# M5 Door Sill Plates?????



## SoCaLE39 (Nov 19, 2004)

Does anyone here know the part#s for the M5 door sill plates. I would like to upgrade mine to the m style plates. thanks

justin


----------



## M.Wong (Jan 9, 2003)

Sport front and rear
(About $65 each front and $55 each rear)
51-47-2-695-661 ENTRANCE COVER 
51-47-2-695-662 ENTRANCE COVER 
51-47-2-695-671 ENTRANCE COVER 
51-47-2-695-672 ENTRANCE COVER

M5 front and rear
(About $75 each)
51-47-2-494-821 ENTRANCE COVER 
51-47-2-494-822 ENTRANCE COVER 
51-47-2-494-807 ENTRANCE COVER 
51-47-2-494-808 ENTRANCE COVER

I understand the M5 says M5, but the Sport just says M like on our 03?


----------



## SoCaLE39 (Nov 19, 2004)

oh thank you! do you know if thats retail cause i get dealer costs! maybe i could get a group buy thing going if there was enough interest. thanks

justin


----------



## M.Wong (Jan 9, 2003)

Those were Crevier BMW's prices through their internet guy.


----------



## Cabriolet (Apr 7, 2002)

Excuse my ignorance but are there really a lot of people that want M5 door sills on a 540 or are you appealing to the M5 owners. Personally I don't want the M5 wanna be stuff on my car. :dunno:


----------



## SoCaLE39 (Nov 19, 2004)

actually i was just looking for the //m sills. I too will not have anything on my car that says m5 only because it isnt and im not a poser. just want to make the car a little sportier and agressive looking. Oh and i just bought a m5 dead pedal which is damn nice might i add. just says //m on it but has the aluminum plate....very nice :thumbup: 


oh and one more thing....m5 interior trim in the silver...where can i get that for a decent price???
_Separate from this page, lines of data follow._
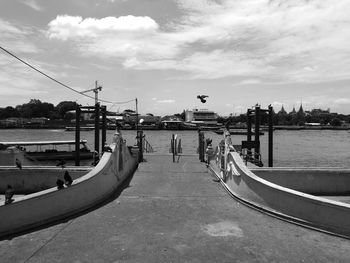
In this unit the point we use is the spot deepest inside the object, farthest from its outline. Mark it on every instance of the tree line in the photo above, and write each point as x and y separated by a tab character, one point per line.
35	108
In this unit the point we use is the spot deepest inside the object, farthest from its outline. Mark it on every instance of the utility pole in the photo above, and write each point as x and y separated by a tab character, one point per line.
95	90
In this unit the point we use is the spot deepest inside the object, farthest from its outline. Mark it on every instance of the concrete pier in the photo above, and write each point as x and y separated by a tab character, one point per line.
174	212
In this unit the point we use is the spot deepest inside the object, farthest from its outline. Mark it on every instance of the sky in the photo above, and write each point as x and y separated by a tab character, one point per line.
166	52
ok well i got to go clean the car, ttyl guys, and enjoy the weekend!!!

justin


----------



## M.Wong (Jan 9, 2003)

An example, I saw two kits for a 2002 540iA with NAV: 

Matt Chrome Kit $720
Titan Line Kit $680


----------



## Cabriolet (Apr 7, 2002)

I ordered a new door sill for my car and they sent me an //M door sill by mistake. I liked the look of it and because my car has the //M sport option, it would have been a good choice. Only problem was I would have to replace all 4 instead of the one that was cracked. They do look really nice but not worth the cost of all 4.


----------



## SoCaLE39 (Nov 19, 2004)

wong-
Do you have pictures or a desciption of the difference between the two kits and do you know the difficulty level at which to install the kit for a mechanically inclined person  Your help has been much appreciated. thanks again

justin


----------



## M.Wong (Jan 9, 2003)

SoCaLE39 said:


> wong-
> Do you have pictures or a desciption of the difference between the two kits and do you know the difficulty level at which to install the kit for a mechanically inclined person  Your help has been much appreciated. thanks again
> 
> justin


I am sorry, no on the better description... I only was reporting what I saw on the parts board I check.

However, I understand the parts are not terribly difficult to replace. Some just snap in, while others do requre a little more work. Overall, once you have some ideas how to remove the pieces, it should be easy for a DIY project.

-Mark


----------